Dimorphos is about 160 meters in diameter and poses no danger to our planet. It is actually the satellite of a larger asteroid, Didymos, which it has so far circumnavigated in 11 hours and 55 minutes. NASA is looking to reduce Dimorphos' orbit by 10 minutes, that is, to bring it closer to Didymos.
It will take a few days to a few weeks before scientists can confirm that the trajectory of the asteroid has indeed been altered. They will do this through telescopes on Earth, which will observe the variation in brightness as the small asteroid passes in front and behind the large one.
If the goal remains modest compared to the disaster scenarios of science fiction films like “Armageddon”, this “planetary defense” mission, named Dart (dart, in English), is the first to test such a technique. It allows NASA to train in case an asteroid threatens to hit Earth one day.
The ship had traveled for ten months since its takeoff, in California.
To reach a target as small as Dimorphos, the last phase of flight was fully automated, like for a self-guided missile.
Three minutes after impact, a shoebox-sized satellite, called LICIACube and released by the upstream craft, was expected to pass about 55 km from the asteroid to capture images of the ejecta.
The event was also to be observed by the Hubble and James Webb space telescopes, which should be able to detect a bright cloud of dust and thus help assess the amount of ejected material.
All this should make it possible to better understand the composition of Dimorphos, representative of a population of fairly common asteroids, and therefore to measure the exact effect that this technique – called kinetic impact – can have on them.
< p>The European Hera probe, which is due to take off in 2024, will also observe Dimorphos closely in 2026 to assess the consequences of the impact and calculate, for the first time, the mass of the asteroid.
Asteroids have held surprises for scientists in the past.
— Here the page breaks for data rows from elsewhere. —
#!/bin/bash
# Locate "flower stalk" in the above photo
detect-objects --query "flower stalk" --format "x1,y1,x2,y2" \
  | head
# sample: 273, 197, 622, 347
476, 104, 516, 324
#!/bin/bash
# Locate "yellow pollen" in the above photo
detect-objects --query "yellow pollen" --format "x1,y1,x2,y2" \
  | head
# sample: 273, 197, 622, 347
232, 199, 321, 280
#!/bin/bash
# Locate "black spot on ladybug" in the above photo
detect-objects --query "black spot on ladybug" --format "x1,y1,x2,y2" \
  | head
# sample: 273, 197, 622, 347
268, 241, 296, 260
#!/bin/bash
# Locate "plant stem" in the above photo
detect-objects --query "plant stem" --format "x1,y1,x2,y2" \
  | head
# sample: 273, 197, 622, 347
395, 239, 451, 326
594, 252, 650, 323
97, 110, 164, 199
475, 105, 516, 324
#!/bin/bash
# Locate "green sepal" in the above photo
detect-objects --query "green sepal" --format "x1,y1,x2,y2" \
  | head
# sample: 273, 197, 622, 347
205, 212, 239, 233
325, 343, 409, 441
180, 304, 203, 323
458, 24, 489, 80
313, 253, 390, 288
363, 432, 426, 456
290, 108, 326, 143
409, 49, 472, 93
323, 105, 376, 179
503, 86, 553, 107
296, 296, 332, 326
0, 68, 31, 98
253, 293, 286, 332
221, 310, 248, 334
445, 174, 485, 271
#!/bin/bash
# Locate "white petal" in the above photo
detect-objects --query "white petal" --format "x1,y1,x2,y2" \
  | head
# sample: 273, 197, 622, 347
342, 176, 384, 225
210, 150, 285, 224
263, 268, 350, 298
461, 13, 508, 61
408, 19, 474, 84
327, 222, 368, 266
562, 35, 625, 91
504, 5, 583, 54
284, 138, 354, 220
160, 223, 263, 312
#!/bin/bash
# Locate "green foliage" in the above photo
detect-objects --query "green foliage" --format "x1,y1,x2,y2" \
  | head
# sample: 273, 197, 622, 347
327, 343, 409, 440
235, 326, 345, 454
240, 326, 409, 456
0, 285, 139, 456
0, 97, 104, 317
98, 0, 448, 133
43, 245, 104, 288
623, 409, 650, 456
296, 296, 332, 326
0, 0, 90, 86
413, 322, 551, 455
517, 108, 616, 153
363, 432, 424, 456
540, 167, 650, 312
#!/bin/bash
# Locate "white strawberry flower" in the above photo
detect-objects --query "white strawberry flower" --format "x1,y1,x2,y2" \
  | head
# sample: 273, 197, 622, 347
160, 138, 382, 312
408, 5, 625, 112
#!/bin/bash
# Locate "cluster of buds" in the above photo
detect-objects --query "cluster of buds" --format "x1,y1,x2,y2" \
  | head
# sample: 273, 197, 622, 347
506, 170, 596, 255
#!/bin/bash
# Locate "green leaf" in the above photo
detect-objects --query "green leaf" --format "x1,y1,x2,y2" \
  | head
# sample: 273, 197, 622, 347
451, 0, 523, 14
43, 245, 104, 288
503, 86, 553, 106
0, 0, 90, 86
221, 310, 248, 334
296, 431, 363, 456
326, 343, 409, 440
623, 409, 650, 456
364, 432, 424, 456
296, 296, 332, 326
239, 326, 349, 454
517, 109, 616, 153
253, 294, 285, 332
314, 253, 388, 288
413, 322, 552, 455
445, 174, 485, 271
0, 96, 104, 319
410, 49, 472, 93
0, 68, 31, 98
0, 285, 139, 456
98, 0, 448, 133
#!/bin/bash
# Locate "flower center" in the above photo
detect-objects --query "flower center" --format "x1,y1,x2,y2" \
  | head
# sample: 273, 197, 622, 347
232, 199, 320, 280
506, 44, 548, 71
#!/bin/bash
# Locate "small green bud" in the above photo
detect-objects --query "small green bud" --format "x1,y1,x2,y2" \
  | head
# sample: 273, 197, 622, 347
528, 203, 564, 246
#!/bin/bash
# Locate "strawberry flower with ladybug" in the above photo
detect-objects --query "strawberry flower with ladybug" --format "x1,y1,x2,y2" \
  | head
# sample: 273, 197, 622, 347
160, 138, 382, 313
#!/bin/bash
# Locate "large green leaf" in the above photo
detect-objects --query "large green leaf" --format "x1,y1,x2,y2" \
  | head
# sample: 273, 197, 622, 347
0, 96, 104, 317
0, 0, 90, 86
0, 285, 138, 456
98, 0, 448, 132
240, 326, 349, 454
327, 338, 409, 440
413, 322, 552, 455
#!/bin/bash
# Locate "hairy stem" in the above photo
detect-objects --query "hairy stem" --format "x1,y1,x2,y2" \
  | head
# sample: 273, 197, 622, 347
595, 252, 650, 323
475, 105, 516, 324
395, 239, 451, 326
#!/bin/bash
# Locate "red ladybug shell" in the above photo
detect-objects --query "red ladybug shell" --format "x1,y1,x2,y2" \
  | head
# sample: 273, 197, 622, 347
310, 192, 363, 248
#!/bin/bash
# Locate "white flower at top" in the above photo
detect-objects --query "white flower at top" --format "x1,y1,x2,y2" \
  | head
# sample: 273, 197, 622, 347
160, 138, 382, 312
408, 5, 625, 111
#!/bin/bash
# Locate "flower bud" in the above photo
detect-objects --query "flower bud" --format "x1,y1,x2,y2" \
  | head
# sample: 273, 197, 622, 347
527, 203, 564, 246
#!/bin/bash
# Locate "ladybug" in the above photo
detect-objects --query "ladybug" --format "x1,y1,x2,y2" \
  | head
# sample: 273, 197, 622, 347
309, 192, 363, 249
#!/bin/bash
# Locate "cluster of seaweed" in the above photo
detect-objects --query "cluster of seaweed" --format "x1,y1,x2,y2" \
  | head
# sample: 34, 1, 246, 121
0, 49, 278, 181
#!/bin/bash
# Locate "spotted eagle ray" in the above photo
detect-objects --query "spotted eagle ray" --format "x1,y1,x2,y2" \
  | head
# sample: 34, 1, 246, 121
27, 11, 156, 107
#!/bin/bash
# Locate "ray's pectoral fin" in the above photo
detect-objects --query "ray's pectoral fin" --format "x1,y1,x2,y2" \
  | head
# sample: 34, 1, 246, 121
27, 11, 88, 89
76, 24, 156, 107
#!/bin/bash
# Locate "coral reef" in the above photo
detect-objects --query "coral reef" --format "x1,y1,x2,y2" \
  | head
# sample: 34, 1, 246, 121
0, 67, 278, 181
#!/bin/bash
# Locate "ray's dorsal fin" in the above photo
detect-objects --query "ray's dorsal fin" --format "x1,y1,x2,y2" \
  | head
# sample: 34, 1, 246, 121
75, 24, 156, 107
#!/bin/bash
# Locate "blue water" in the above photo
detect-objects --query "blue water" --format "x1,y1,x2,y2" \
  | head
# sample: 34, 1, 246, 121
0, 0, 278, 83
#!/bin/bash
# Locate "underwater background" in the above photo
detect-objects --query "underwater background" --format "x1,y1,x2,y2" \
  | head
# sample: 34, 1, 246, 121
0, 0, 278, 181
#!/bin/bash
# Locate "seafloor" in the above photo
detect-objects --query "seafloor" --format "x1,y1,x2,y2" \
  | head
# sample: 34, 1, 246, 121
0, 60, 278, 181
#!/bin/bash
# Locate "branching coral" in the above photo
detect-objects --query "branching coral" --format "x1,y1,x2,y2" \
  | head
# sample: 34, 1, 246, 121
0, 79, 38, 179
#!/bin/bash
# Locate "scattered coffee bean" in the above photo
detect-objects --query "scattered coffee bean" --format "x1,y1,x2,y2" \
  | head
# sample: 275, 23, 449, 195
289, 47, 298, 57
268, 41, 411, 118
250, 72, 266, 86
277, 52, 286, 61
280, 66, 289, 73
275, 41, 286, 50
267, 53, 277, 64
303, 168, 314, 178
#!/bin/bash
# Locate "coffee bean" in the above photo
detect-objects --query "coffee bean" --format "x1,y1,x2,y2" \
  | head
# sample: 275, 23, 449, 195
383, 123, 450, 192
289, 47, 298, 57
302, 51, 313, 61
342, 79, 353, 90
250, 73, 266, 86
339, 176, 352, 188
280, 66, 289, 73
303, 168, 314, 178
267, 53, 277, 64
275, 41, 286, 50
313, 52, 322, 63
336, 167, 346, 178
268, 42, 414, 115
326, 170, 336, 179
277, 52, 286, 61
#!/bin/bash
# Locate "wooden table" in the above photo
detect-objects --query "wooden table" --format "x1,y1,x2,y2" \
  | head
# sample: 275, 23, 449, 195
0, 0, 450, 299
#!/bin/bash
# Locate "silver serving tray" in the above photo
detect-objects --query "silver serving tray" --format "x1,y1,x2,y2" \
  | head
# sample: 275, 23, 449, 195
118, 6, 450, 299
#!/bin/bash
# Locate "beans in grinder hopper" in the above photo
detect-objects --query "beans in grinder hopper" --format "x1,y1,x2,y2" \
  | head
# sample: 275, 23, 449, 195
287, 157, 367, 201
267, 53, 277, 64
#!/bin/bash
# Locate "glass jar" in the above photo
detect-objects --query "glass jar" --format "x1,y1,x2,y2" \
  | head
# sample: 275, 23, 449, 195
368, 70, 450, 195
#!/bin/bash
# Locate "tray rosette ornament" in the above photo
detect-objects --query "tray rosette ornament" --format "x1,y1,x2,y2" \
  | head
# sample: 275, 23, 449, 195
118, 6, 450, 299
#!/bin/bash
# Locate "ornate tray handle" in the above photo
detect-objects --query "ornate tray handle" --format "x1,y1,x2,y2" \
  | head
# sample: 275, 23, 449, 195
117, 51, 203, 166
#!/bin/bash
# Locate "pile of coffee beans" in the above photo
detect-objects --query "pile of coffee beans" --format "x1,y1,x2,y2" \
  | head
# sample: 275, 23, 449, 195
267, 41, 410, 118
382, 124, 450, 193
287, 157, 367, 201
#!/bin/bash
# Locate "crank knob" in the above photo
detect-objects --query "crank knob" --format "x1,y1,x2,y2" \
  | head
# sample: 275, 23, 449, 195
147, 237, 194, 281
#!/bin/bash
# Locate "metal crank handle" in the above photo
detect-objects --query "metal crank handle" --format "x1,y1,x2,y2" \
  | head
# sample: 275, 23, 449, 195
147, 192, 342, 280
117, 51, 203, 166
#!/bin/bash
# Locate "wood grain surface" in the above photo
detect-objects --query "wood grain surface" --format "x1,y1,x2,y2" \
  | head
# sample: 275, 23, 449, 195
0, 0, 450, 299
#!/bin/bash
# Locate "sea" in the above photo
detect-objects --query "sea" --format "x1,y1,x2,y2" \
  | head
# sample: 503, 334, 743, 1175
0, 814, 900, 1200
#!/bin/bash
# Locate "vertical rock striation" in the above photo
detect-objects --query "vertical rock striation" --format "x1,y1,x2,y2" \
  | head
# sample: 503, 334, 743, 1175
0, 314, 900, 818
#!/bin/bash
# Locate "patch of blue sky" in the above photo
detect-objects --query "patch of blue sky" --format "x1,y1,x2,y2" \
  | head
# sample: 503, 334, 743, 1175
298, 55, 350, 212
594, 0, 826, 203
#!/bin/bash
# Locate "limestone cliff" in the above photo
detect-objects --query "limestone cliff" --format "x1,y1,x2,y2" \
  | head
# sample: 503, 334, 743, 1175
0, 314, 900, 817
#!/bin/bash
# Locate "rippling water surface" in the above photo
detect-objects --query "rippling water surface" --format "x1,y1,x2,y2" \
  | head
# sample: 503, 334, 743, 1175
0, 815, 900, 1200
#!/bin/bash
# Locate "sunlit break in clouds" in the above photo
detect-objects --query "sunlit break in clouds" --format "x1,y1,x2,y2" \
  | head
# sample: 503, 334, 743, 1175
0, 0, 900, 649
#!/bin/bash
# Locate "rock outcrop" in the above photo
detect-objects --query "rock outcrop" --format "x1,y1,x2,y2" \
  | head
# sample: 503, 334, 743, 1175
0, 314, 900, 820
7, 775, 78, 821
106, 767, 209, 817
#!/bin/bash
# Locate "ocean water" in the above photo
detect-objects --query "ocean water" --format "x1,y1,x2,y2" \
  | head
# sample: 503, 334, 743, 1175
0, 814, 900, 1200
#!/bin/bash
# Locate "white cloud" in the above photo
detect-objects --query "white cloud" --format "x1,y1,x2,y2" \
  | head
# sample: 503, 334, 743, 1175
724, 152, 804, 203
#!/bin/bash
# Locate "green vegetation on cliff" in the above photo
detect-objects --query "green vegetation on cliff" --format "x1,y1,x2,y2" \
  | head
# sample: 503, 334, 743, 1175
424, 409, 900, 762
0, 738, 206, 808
In 2020, the American probe Osiris-Rex had sunk much more than expected into the surface of the asteroid Bennu. Likewise, the composition of Dimorphos is currently unknown.
“If the asteroid responds to Dart's impact in a totally unforeseen way, it could actually lead us to reconsider the extent to which kinetic impact is a generalizable technique,” Tom Statler, the mission's chief scientist, warned last week.
66 million years ago, the dinosaurs died out after the collision of an asteroid about 10 kilometers tall with the Earth.
Nearly 30,000 asteroids of all sizes have been cataloged in the vicinity of the Earth (they are called near-Earth cruisers, that is to say that their orbit crosses that of our planet).
Today , none of these known asteroids threaten our planet for the next 100 years. Except that they have not yet all been identified.
Those of one kilometer or more have almost all been spotted, according to scientists. But they estimate they only know about 40% of asteroids 140 meters or larger — those capable of devastating an entire region.
“Our most important task is to find” the missing ones, Lindley said Johnson, planetary defense officer at NASA. The earlier they are detected, the more time experts will have to put in place a means of defending against them.
The Dart mission is a crucial first step in this direction, according to Mr Johnson: “It's a very exciting time (…) for space history, and even the history of humanity.”